In April, a group of Senators blocked a vote to advance the Elizabeth Dole Veterans Programs Improvement Act. The legislative package, which Tester led the Committee in advancing unanimously in February, includes the Dole Home Care Act (Dole Act) to improve veterans’ access to home and community-based care. The Chairman’s opening statement, submitted into the record, underscored the urgent need to pass the package in the Senate to expand veterans’ access to high quality long-term care.

During the second panel, Paralyzed Veterans of America (PVA) Executive Director Carl Blake stressed the importance of putting politics aside to pass Tester’s legislation for veterans, including veterans who are paralyzed or live with disabilities.

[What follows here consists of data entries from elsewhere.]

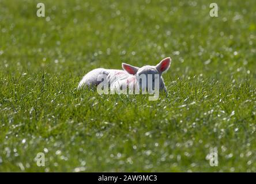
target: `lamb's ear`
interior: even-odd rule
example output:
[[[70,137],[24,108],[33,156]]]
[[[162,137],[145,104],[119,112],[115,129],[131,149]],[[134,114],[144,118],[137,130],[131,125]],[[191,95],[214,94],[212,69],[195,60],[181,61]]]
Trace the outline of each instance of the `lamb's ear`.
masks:
[[[132,75],[135,74],[139,69],[138,67],[134,67],[133,66],[125,63],[122,63],[122,67],[124,70]]]
[[[157,64],[156,66],[156,69],[158,70],[160,74],[161,74],[169,69],[171,64],[171,57],[166,57]]]

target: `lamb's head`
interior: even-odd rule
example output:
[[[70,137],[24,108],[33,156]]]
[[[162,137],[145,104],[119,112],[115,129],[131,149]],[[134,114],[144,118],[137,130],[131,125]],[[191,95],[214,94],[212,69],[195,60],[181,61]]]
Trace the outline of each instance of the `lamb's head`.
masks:
[[[139,68],[123,63],[122,66],[123,69],[129,74],[135,75],[138,81],[140,81],[140,87],[142,90],[145,88],[148,90],[149,90],[149,86],[153,90],[155,90],[155,82],[157,85],[158,83],[157,81],[159,81],[159,86],[157,85],[156,87],[160,90],[164,90],[167,93],[164,79],[161,75],[163,73],[167,71],[169,68],[171,61],[171,57],[166,57],[156,66],[147,65]]]

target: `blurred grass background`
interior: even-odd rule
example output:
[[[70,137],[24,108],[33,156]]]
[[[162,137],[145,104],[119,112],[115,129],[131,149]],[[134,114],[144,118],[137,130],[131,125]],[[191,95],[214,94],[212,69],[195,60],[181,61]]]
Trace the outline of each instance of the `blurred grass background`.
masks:
[[[0,0],[0,171],[255,172],[256,4],[214,2]],[[168,98],[76,89],[167,56]]]

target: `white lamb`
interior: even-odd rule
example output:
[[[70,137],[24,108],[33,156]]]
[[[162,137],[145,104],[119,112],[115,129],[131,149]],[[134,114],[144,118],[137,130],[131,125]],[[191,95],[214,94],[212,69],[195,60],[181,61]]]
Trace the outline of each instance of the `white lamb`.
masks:
[[[168,70],[171,61],[170,57],[167,57],[155,66],[147,65],[141,68],[123,63],[122,66],[123,70],[95,69],[83,77],[79,83],[78,88],[83,86],[103,86],[104,83],[108,84],[107,86],[110,87],[110,91],[112,91],[120,92],[121,86],[123,87],[125,86],[133,89],[134,87],[135,90],[141,89],[142,91],[149,91],[150,94],[152,94],[150,92],[152,92],[152,90],[164,90],[167,94],[167,90],[161,75]],[[144,78],[142,77],[144,76],[145,76]],[[143,79],[145,80],[142,80]]]

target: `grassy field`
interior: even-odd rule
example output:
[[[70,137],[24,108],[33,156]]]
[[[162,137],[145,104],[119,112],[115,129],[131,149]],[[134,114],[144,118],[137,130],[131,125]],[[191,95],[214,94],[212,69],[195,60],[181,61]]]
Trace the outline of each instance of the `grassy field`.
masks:
[[[0,0],[0,171],[256,172],[256,4],[214,2]],[[167,56],[167,98],[77,89]]]

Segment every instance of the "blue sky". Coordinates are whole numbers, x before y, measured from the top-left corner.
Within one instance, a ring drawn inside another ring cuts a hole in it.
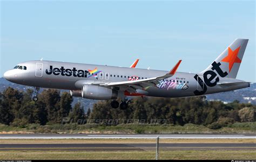
[[[237,78],[255,82],[255,1],[1,1],[0,76],[44,60],[179,71],[206,69],[250,39]]]

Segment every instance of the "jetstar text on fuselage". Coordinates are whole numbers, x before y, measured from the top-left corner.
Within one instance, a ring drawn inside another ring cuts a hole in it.
[[[63,66],[61,66],[60,69],[52,68],[52,66],[50,65],[50,69],[46,69],[45,73],[48,75],[53,74],[56,76],[60,75],[63,76],[70,77],[72,76],[75,77],[86,78],[87,75],[89,72],[87,70],[77,70],[76,68],[73,68],[72,69],[65,69]]]

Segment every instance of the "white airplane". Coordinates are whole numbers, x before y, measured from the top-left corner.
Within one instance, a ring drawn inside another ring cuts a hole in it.
[[[250,86],[236,79],[248,39],[237,39],[202,72],[176,71],[181,60],[170,71],[78,64],[47,60],[28,61],[5,72],[13,83],[35,87],[70,90],[72,96],[113,100],[113,108],[127,108],[125,96],[183,97],[225,92]],[[198,64],[195,63],[195,64]],[[121,98],[122,103],[116,100]]]

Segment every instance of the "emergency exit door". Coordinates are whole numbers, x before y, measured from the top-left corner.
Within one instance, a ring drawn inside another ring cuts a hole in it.
[[[37,63],[36,66],[36,77],[43,77],[43,63]]]

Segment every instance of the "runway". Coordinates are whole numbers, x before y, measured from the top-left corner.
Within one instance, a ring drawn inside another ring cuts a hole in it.
[[[256,134],[2,134],[4,139],[255,139]]]
[[[180,143],[159,144],[159,148],[171,150],[255,150],[254,143]],[[0,144],[0,151],[6,150],[65,150],[65,151],[123,151],[151,150],[156,144]]]

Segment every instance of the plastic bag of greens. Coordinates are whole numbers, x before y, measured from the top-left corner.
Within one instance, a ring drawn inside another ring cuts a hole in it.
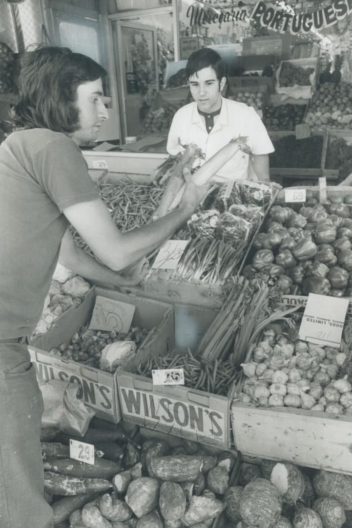
[[[193,237],[215,237],[215,230],[219,223],[220,213],[216,209],[198,211],[192,215],[187,223]]]
[[[233,247],[245,246],[252,232],[252,224],[231,213],[222,213],[217,227],[217,236]]]

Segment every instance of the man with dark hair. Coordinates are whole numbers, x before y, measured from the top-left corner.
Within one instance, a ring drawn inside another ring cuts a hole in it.
[[[188,184],[169,214],[127,233],[117,229],[79,148],[96,139],[107,118],[105,73],[66,48],[28,53],[15,108],[22,129],[0,146],[1,528],[53,525],[43,498],[43,401],[26,342],[58,260],[93,280],[138,282],[145,275],[145,256],[187,220],[204,191]],[[100,262],[75,246],[69,223]]]
[[[261,119],[251,107],[225,99],[225,64],[214,50],[193,52],[186,65],[186,76],[194,102],[174,116],[167,150],[176,155],[182,145],[195,143],[204,154],[203,163],[239,136],[248,138],[250,156],[239,151],[213,177],[212,181],[254,179],[268,181],[269,156],[274,148]]]

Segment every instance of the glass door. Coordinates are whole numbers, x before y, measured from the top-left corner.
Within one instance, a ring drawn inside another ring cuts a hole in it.
[[[123,142],[138,136],[159,90],[157,29],[133,21],[113,22]]]

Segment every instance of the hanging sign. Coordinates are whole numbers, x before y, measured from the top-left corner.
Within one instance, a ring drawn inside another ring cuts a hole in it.
[[[339,347],[349,299],[309,294],[299,336],[317,345]]]
[[[312,29],[329,27],[352,13],[352,0],[335,0],[330,5],[313,13],[299,14],[277,8],[273,5],[259,0],[255,5],[250,20],[259,22],[263,27],[273,31],[292,35],[307,33]]]

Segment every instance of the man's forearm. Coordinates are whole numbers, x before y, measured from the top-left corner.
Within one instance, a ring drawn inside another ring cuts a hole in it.
[[[60,264],[78,275],[94,282],[112,286],[128,285],[124,277],[99,262],[81,248],[75,245],[71,246],[69,251],[62,249],[58,258]]]
[[[250,163],[252,169],[259,181],[270,180],[268,154],[253,154]]]

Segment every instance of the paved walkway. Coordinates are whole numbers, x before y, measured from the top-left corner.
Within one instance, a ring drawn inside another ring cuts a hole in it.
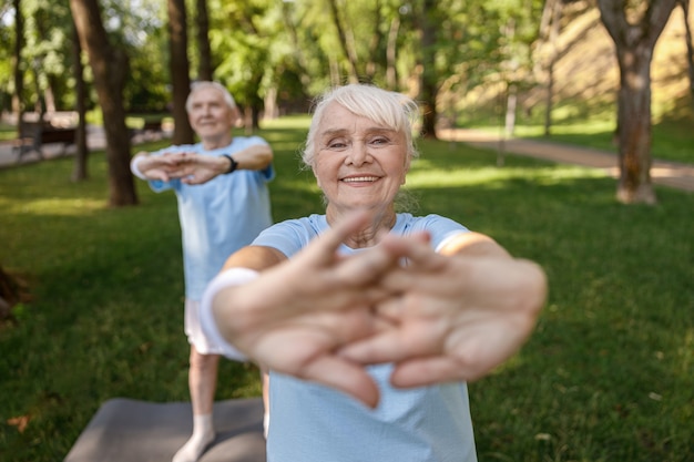
[[[467,129],[441,130],[439,131],[439,136],[442,140],[467,143],[489,150],[501,150],[509,154],[527,155],[562,164],[599,168],[612,177],[619,177],[615,153],[551,142],[521,138],[502,140],[500,136],[493,134]],[[139,141],[140,140],[135,138],[134,143]],[[90,150],[104,148],[105,140],[103,130],[90,127],[88,144]],[[62,155],[61,151],[62,147],[60,145],[47,145],[43,148],[43,156],[44,158],[58,157]],[[67,155],[73,153],[74,146],[69,147]],[[38,161],[40,161],[40,158],[37,153],[27,153],[22,156],[20,164]],[[18,162],[17,155],[11,152],[11,144],[0,144],[0,168],[13,165],[18,165]],[[694,165],[654,161],[653,167],[651,168],[651,177],[654,184],[694,192]]]
[[[578,147],[543,141],[507,138],[476,130],[456,129],[438,132],[442,140],[471,144],[509,154],[527,155],[561,164],[599,168],[618,178],[620,175],[616,153]],[[654,184],[694,192],[694,165],[653,161],[651,178]]]

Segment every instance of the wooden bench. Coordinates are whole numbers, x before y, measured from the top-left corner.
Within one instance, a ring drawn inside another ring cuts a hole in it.
[[[17,162],[30,152],[37,152],[43,157],[43,145],[62,144],[61,155],[65,154],[68,146],[75,144],[76,129],[61,129],[45,122],[22,122],[20,137],[14,141],[12,153],[17,153]]]

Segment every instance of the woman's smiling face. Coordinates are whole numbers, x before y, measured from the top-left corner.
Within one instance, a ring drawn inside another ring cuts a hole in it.
[[[325,109],[316,144],[314,174],[334,212],[389,207],[405,184],[405,135],[338,103]]]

“Our members are tired of political posturing, and election year politics that are standing in the way of much-needed reforms like the Dole Act, like the CAREERS Act, like the BUILD Act… Just get it done. Do the right thing," Blake said.

Tester also heard from Carla Wilton, chief operating officer of Immanuel Lutheran Communities—a long-term care facility in Kalispell, Montana—on how low Medicaid reimbursement rates have limited access to senior care in rural states like Montana.

Tester asked Wilton what kind of decisions she has to make when low Medicaid reimbursement rates are too low to cover costs—often leaving nursing home with no choice but to close their doors.

“[I]t’s difficult…and this has been going on for decades in Montana—rates haven’t been high enough,” said Wilton. “…The difficult decisions we have to make are [in] considering how many residents we can serve with the staff we can afford to have. And it’s a fine balance.”


Tester has also led the charge in opposing CMS’ intention to issue blanket staffing mandates that could hurt rural nursing homes. These staffing mandates, if implemented, would apply to many State Veterans Homes and VA-contracted Community Nursing Homes—placing an enormous financial burden on these facilities and potentially decreasing access to care for veterans.

This Congress, Tester said he is continuing his push to bolster VA’s capacity by providing VA with more tools to recruit and retain medical personnel with his bipartisan VA CAREERS Act and strengthen VA infrastructure with his BUILD for Veterans Act.